Apart from presenting them with “difficult scenarios that they are not likely to come across during their routine training,” explained Dr. Kikano, the new simulators are equally useful for physicians, who would be able “to upload specific cases that they come across over the years into the simulator, train and retrain themselves by diversifying scenarios, and accordingly provide optimal care for their patients.”
This is not only limited to neuroradiologists’ experience. Head of Vascular Surgery Fady Hayek spoke about how using the simulator with difficult cases – for example angulation in the arteries – whereby surgeons could get to train before operating in real life. “Ultimately, this would translate into less time with the patient and even save time pre-surgery, such as on X-rays that otherwise need to be done,” noted Dr. Hayek.
Another addition to the CSC, the neurosurgery VR simulator features sophisticated 3D graphics and haptic technology – one that simulates the senses of touch and motion – that provide a realistic look and feel for practicing common tasks in brain surgery.
“Risk-free simulation training is expected to become an increasing demand as part of neurosurgery training, same as flight simulation is an integral part of pilot training.” said Clinical Assistant Professor/Program Director of Neurosurgery Residency & Acting Division Head of Neurosurgery Ibrahim Saikali. To that end, “with the added tactile and spatial dimensions, haptic and 3D technologies provide a real refinement of the simulation environment that mimics a real-time environment.”
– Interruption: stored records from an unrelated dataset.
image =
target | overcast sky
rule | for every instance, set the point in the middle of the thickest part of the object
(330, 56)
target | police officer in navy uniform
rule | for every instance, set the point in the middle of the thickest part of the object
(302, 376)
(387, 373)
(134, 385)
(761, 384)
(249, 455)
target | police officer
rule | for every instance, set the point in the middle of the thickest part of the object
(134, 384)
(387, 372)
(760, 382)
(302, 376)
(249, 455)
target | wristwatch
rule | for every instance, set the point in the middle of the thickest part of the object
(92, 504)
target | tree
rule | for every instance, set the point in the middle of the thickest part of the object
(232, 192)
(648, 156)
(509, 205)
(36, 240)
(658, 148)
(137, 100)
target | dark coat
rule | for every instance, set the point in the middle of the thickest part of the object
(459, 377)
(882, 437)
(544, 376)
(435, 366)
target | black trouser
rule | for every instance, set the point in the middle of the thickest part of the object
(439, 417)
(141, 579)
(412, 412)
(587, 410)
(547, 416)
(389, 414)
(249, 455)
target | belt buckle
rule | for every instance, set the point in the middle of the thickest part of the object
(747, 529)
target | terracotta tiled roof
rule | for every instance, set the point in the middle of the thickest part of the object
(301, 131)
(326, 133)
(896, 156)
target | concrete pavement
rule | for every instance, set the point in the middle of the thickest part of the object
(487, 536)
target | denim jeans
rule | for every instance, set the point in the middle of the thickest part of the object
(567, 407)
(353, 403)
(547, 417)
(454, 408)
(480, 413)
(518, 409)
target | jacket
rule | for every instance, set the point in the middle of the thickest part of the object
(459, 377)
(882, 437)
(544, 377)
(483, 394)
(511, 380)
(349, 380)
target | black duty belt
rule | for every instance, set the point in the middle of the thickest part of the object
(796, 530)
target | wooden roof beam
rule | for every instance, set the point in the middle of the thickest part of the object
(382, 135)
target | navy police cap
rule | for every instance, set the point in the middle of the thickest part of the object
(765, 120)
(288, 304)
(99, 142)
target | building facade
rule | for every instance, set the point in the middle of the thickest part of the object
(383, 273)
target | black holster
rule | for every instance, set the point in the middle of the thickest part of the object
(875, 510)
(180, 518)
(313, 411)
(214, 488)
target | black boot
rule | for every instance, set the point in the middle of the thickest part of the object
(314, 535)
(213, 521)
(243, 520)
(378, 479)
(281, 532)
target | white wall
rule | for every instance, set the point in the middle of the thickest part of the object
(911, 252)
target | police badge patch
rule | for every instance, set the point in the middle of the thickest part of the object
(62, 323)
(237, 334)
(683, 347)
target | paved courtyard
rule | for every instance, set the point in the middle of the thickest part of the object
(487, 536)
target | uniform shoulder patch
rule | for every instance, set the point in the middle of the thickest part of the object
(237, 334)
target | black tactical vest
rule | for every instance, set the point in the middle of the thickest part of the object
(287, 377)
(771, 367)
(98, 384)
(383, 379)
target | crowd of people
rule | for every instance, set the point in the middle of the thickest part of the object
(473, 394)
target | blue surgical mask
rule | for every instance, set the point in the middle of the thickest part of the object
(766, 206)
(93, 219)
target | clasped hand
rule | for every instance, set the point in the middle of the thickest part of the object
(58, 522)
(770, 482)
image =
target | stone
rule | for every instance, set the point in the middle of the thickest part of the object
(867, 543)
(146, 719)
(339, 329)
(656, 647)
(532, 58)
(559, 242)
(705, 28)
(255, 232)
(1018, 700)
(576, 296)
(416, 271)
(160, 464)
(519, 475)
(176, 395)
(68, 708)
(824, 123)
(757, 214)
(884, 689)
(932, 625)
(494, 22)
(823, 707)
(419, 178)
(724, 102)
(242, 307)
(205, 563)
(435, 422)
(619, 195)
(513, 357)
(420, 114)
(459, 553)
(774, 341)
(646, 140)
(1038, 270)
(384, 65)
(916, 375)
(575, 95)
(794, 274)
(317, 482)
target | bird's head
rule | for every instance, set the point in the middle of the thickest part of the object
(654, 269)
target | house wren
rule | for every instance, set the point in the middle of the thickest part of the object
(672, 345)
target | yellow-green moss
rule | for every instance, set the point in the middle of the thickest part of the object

Apart from the two simulators, the center had also acquired eight units for Fundamental Laparoscopic Surgery (FLS) training, a comprehensive, web-based education module for surgical residents and practicing surgeons. The American College of Surgeons (ACS) had endorsed the module’s program content, which also covers disciplines such as gynecology and urology.
The acquisition of the equipment was made possible through a generous American Schools and Hospitals Abroad (ASHA) grant, and was awarded to LAU CSC following a rigorous and highly-competitive application process.
Dean of the School of Medicine and President-Elect Dr. Michel Mawad welcomed the new additions to LAU. “By pushing the envelope in learning innovation, we are serving the advancement of healthcare in Lebanon and the region, and expanding our reach beyond the borders of our medical school.”